Now that said, I've worked with a lot of IT/engineering people who are pretty obstructionist to normal business operations and sometimes need to be told, "yeah, we're accepting the risk, move forward with the plan." Sometimes it's for good reasons, other times it's just our normal humanity asserting itself in different ways. It's a hard problem for sure.

sybercecurity 5 days ago

Indirectly, yes. Since they don't understand the details, management just "wants it to work". So too many email admins just give up and make their sending policies as permissive as they can to account for whatever new service marketing is using at the time.

EE84M3i 5 days ago

DMARC is required for BIMI, and marketing wants that logo to show up in the Gmail app next to your mail

JohnMakin 5 days ago

even worse when you have even less control than that, if you run some type of hosting and are trying to convince non-technical clients (or even worse, non technical clients who think they are technical) to “please just add this record exactly as it says here to your domain” and they’re somehow unable to for months and months

WarOnPrivacy 5 days ago

> "please just add this record exactly as it says here to your domain" and they’re somehow unable to for months and months

I ran into this helping a friend whose biz emails to gmail recipients were getting dropped; the IT dept of the umbrella corp wouldn't respond. Same to me when I sent the correct DMARC, SPF etc.

(My friend's biz was his own but it shared some resources with a larger corp.)

I eventually realized that the (wrong) DMARC reporting domain wasn't even registered. I did what you'd expect and I soon had DMARC reports for subsidiaries of the umbrella corp. My friend passed that up to the CEO and suddenly IT was responsive.

In the end, it turned out that IT was deliberately blocking his biz emails to his biz family members. After 10 years they suddenly decided that email to family+gmail was risky and that they were going to gaslight my friend about it. Because reasons.

JohnMakin 5 days ago

That’s a wild story, thanks for sharing - I find interfacing with external IT teams extraordinarily frustrating.

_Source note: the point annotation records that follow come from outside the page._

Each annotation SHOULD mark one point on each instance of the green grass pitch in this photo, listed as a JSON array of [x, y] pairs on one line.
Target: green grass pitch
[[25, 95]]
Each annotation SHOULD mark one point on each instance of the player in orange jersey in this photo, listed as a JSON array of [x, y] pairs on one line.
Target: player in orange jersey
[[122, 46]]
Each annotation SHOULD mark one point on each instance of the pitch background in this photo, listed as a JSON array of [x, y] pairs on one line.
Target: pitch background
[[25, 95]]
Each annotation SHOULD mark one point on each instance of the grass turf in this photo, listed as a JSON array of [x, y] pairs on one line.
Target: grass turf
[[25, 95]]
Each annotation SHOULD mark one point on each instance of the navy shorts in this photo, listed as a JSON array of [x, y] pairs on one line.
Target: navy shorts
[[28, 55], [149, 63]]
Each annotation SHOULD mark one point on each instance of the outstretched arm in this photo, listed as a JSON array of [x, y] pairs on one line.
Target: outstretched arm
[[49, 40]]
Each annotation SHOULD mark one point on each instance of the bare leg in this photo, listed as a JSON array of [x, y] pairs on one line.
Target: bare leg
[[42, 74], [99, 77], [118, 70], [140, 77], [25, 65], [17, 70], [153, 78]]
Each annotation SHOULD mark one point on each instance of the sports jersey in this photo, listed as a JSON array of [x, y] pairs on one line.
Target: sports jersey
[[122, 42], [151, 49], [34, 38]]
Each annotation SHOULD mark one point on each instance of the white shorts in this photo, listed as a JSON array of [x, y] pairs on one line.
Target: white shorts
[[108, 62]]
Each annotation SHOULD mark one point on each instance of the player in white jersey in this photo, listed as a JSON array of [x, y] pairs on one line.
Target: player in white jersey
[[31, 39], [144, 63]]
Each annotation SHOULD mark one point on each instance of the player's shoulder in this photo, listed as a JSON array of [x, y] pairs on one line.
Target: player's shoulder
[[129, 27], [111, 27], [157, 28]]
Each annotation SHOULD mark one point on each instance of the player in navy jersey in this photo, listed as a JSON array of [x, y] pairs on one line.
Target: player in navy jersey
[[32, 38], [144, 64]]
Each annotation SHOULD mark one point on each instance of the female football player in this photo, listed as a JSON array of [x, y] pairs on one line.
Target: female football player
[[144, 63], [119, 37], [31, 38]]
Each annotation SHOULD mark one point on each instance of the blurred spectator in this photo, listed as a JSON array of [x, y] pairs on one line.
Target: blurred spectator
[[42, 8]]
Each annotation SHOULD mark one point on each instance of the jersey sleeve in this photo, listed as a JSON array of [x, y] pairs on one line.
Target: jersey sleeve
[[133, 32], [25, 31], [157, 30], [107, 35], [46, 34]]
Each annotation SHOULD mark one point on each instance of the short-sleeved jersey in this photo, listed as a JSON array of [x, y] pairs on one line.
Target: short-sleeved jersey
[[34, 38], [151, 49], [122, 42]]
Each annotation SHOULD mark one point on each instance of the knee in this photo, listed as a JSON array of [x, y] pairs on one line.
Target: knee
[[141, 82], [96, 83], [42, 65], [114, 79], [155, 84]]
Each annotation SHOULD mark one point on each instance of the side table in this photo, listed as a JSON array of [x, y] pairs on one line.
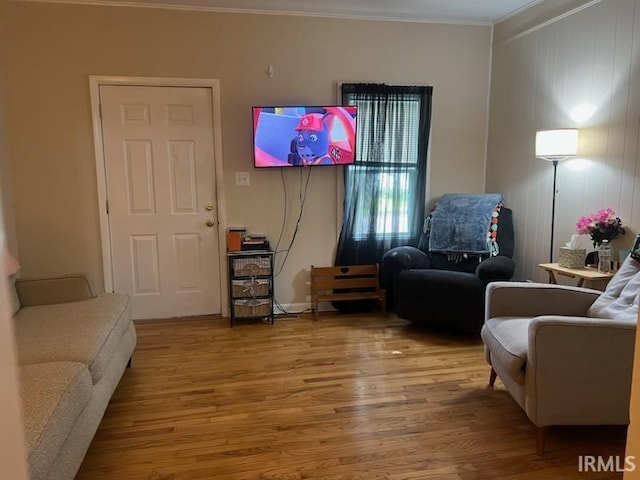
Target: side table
[[587, 277]]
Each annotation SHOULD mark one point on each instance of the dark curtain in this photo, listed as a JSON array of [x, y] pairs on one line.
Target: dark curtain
[[384, 200]]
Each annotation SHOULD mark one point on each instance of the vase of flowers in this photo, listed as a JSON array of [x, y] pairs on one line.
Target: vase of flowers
[[602, 225]]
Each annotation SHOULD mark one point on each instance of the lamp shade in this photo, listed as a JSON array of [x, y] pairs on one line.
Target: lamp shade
[[556, 144]]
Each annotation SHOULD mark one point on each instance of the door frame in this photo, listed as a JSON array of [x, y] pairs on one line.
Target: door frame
[[95, 81]]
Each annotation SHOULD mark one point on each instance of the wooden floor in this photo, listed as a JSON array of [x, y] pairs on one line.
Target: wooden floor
[[347, 397]]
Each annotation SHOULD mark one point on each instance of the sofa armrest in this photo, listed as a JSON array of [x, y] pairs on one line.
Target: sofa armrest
[[45, 291], [495, 268], [524, 299], [579, 370]]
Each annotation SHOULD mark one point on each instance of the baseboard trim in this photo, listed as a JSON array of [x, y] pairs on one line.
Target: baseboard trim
[[298, 308]]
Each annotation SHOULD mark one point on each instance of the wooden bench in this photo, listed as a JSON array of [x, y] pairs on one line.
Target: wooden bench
[[349, 282]]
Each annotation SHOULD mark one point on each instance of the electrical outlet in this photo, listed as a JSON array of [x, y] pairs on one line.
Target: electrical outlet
[[243, 179]]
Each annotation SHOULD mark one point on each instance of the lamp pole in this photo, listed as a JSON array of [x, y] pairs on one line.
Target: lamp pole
[[553, 207]]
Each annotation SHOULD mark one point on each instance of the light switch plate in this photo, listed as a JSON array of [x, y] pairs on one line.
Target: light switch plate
[[243, 179]]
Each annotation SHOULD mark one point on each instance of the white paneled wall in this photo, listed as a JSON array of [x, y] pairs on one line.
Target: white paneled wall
[[580, 71]]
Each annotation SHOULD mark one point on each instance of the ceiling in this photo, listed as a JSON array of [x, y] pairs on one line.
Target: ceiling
[[447, 11]]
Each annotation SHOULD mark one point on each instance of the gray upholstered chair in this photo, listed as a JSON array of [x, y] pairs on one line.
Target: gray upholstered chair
[[564, 353]]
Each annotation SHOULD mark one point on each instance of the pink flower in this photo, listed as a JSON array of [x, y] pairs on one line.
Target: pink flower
[[602, 225]]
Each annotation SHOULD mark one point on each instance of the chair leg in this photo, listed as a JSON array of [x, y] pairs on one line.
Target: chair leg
[[540, 437], [492, 377]]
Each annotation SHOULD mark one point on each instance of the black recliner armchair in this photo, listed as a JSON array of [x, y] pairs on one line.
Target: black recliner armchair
[[444, 293]]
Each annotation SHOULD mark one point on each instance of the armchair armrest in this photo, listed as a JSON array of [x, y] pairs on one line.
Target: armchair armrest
[[45, 291], [535, 299], [401, 258], [579, 370], [495, 268]]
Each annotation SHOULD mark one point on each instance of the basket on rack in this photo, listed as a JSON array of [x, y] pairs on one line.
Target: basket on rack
[[251, 266], [255, 287], [252, 308]]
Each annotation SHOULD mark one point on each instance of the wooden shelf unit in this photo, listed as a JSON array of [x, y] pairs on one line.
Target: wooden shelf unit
[[349, 282]]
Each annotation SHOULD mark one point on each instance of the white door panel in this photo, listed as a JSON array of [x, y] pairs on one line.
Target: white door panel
[[159, 167]]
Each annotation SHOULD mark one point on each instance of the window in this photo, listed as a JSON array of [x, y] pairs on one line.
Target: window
[[385, 188]]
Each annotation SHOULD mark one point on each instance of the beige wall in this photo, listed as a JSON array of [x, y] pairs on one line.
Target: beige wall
[[51, 49], [633, 436], [12, 447], [586, 62]]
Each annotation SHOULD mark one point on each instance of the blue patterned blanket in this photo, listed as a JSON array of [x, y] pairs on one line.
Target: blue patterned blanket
[[460, 223]]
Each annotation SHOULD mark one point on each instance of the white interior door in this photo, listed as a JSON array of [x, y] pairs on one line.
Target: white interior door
[[160, 176]]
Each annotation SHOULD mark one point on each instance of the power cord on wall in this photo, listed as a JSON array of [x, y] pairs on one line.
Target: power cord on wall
[[304, 184]]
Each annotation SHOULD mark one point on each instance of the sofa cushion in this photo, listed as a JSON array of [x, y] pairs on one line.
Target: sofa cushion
[[87, 331], [506, 338], [53, 396], [620, 298]]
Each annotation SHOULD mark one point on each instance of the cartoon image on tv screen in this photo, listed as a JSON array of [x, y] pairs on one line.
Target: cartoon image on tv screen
[[297, 136]]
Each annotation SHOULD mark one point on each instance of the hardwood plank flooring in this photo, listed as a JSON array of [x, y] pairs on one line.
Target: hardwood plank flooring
[[343, 398]]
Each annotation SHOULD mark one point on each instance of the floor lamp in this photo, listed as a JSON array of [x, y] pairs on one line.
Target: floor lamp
[[554, 146]]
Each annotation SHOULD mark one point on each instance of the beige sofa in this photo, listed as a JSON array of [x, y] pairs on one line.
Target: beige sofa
[[73, 347], [564, 353]]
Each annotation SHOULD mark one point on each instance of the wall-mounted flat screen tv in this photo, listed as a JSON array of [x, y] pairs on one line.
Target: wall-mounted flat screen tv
[[298, 136]]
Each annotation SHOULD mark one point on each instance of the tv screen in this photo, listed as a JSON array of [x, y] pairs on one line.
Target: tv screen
[[304, 135]]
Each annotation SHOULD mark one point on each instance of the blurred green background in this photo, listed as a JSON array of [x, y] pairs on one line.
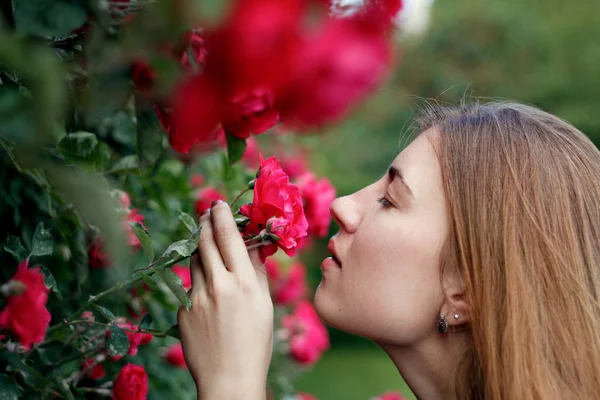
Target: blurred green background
[[545, 53]]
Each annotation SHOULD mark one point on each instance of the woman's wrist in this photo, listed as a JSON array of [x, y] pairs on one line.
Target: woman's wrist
[[233, 391]]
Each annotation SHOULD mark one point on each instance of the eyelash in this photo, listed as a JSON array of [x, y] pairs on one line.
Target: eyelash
[[385, 202]]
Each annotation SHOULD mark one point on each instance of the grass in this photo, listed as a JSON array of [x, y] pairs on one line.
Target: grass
[[353, 373]]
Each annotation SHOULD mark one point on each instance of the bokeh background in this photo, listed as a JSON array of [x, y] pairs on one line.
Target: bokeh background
[[545, 53]]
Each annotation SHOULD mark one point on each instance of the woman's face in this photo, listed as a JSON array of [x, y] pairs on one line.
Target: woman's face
[[386, 285]]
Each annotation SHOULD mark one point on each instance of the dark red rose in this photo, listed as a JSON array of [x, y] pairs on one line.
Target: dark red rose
[[25, 314], [131, 383]]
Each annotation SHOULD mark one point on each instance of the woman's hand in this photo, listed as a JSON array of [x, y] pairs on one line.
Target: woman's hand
[[227, 334]]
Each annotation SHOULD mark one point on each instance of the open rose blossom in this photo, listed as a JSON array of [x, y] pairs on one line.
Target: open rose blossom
[[308, 337], [389, 396], [287, 286], [25, 314], [174, 356], [184, 273], [318, 194], [131, 383], [276, 209]]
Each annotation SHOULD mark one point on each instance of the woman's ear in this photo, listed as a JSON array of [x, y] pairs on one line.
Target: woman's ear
[[455, 307]]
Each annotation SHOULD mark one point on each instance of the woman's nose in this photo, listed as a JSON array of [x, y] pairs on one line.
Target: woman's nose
[[346, 212]]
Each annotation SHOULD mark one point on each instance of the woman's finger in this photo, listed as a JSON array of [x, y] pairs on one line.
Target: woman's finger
[[260, 269], [198, 279], [210, 258], [230, 242]]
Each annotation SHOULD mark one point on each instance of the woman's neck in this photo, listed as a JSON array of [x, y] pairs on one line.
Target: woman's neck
[[429, 367]]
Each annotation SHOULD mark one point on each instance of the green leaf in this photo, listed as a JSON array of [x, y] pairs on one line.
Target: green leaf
[[84, 149], [13, 245], [173, 332], [188, 221], [235, 148], [150, 282], [127, 165], [50, 282], [42, 242], [8, 388], [48, 17], [146, 322], [106, 313], [144, 239], [118, 342], [184, 247], [150, 135], [173, 281]]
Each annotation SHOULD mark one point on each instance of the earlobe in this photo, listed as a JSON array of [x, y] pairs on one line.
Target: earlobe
[[456, 308]]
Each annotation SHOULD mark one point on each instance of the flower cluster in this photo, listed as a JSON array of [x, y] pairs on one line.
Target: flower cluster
[[25, 313], [265, 63]]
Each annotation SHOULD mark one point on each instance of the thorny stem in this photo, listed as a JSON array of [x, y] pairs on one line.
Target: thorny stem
[[124, 283]]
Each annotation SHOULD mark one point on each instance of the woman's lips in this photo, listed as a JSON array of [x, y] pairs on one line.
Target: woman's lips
[[330, 262]]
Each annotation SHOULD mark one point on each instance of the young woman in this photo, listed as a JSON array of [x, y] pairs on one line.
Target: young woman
[[474, 262]]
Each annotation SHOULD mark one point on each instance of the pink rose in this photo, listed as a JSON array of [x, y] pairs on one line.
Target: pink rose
[[305, 396], [277, 204], [174, 356], [131, 383], [318, 196], [250, 112], [339, 67], [288, 287], [196, 180], [25, 314], [308, 337], [389, 396], [97, 369], [97, 257], [184, 273], [205, 198]]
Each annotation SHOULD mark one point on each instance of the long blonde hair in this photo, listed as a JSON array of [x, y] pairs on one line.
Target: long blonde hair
[[523, 192]]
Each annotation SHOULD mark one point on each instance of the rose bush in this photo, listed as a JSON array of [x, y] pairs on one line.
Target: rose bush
[[97, 106]]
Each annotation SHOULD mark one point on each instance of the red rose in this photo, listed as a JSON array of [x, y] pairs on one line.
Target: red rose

I suspect it’s because businesses often don’t manage their IT teams well or have a good process to expedite business -> IT requests that really should be super easy and provide a lot of tangible value for the amount of comparative effort involved.

I’ve run into outright malicious stuff internally like this, but never externally - I would probably go apoplectic if I was your friend

tomw1808 5 days ago

to be fair here: for a lot of companies, if the mass mailing stops, the money-flow stops then that's no good for anyone... so the CEO will probably err on the side of money, presumably.

snowwrestler 5 days ago

Why would properly configuring SPF, DKIM, and DMARC stop the mass mailing, though?